Sanatsal bir kişi olduğuma olan inancımı henüz kaybetmeyen ben, hikaye sayfalarından, okulun sahnesine tırmanmayı denedim. Sahne üzerinde her şey olmak mümkündü. Daha da iyisi, kim olursanız olun kimse sizi bunun aksine inandırmaya çalışmıyordu. Yargılanmak, etiketlerle dolaşmak zorunda kalmıyordunuz. Evet, tamam yazılmış bir metin vardı elinizde belki ama, siz olmadan yazılanlar yalnızca sesi, yüzü ve bir duruşu olmayan siluetlerdi. Tüm bu sebepler, bana tiyatro sanatçısı olmak gibi harika bir fikir vermişti. Tüm hayatım boyunca sürdürebileceğim bir cadılar bayramı balosu, kesinlikle profesyonel yaşamım için en doğru karardı. İşte o an tekrar yetişkin saldırısına uğradım. Etrafımdaki yetişkinlerin tümüne yakını böyle bir meslek olmadığını iddia ediyordu. Tiyatro onlara göre farklı bir kategoride yer almaktaydı. Buna taktıkları isimse ‘hobi’ydi. ‘Pınarcığım, tiyatroyu her zaman yapabilirsin. Bir meslek sahibi olduktan sonra, mesela. Ya da üniversite yaşamın boyunca.’ Sıkça duyduğum yetişkin açıklamalarının başında geliyordu bu. Kafam karışmıştı, konservatuarlar bir ‘hobi’ yi icra edebilmek için bireyler yetiştiriyorlardı demek ki. Hayat bazen çok karmaşık bir hale gelebiliyor, evet.

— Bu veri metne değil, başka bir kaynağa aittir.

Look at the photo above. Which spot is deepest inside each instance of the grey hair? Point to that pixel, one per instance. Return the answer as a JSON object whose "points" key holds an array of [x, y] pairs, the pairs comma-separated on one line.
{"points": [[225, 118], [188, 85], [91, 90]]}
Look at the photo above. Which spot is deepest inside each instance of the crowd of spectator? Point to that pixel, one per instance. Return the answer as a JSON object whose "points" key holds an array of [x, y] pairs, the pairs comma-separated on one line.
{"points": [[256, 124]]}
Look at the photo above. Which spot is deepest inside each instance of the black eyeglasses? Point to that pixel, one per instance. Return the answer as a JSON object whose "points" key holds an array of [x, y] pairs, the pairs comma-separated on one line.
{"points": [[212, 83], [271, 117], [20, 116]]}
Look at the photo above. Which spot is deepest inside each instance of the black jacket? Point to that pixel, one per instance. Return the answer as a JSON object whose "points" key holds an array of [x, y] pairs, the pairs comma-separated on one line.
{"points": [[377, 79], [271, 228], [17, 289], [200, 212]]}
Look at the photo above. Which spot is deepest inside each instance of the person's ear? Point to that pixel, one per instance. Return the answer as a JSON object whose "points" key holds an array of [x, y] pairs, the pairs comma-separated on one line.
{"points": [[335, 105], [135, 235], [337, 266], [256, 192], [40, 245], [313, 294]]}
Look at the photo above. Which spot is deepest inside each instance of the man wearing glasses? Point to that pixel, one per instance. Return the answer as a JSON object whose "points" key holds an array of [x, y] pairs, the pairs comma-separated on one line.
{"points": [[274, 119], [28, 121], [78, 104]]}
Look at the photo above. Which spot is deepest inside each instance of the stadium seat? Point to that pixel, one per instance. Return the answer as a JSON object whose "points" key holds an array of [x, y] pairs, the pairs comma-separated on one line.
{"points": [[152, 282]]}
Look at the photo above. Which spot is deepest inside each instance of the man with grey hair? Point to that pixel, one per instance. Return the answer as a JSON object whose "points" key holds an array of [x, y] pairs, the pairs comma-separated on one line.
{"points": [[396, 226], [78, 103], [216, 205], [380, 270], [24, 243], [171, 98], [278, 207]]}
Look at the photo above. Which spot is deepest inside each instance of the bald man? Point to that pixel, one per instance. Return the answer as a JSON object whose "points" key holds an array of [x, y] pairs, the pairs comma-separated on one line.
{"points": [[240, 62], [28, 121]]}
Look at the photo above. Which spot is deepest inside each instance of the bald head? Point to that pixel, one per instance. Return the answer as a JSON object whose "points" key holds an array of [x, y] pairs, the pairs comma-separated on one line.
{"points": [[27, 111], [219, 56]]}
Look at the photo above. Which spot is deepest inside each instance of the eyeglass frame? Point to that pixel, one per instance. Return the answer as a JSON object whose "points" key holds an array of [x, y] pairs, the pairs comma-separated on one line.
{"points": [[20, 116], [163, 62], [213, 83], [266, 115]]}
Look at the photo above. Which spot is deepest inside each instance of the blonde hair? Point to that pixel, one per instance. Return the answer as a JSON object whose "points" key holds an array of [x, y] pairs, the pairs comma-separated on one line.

Tiyatro sanatçılığı kapım da kapandıktan sonra, yeni bir amaç edindim kendime; gezgin olmak. Dünyanın her yerini görebilmekti en çok istediğim şey. İnsanların yaşamak için bir şeye tutkuyla bağlı olmaları gerek. En azından benim gözümde yaşayabilmeleri için. İlhan Selçuk şöyle yazmıştı ‘Yaşayan ölülerden değil, öldükten sonra da yaşayanlardan olmaktır marifet!’ Ne bilgece bir söz! Öldükten sonra da yaşayabilmek olmalı amaçlarımız...Ben de fikir ufkumu biraz daha genişletip, amacıma bir adım daha yaklaşabilmek için lise üçüncü sınıfta Amerika’ya yerleştim. Uluslararası Bakalorya eğitimi veren bir okula kabul edilerek bir süreliğine o güne kadar olduğum insandan uzaklara adımımı attım.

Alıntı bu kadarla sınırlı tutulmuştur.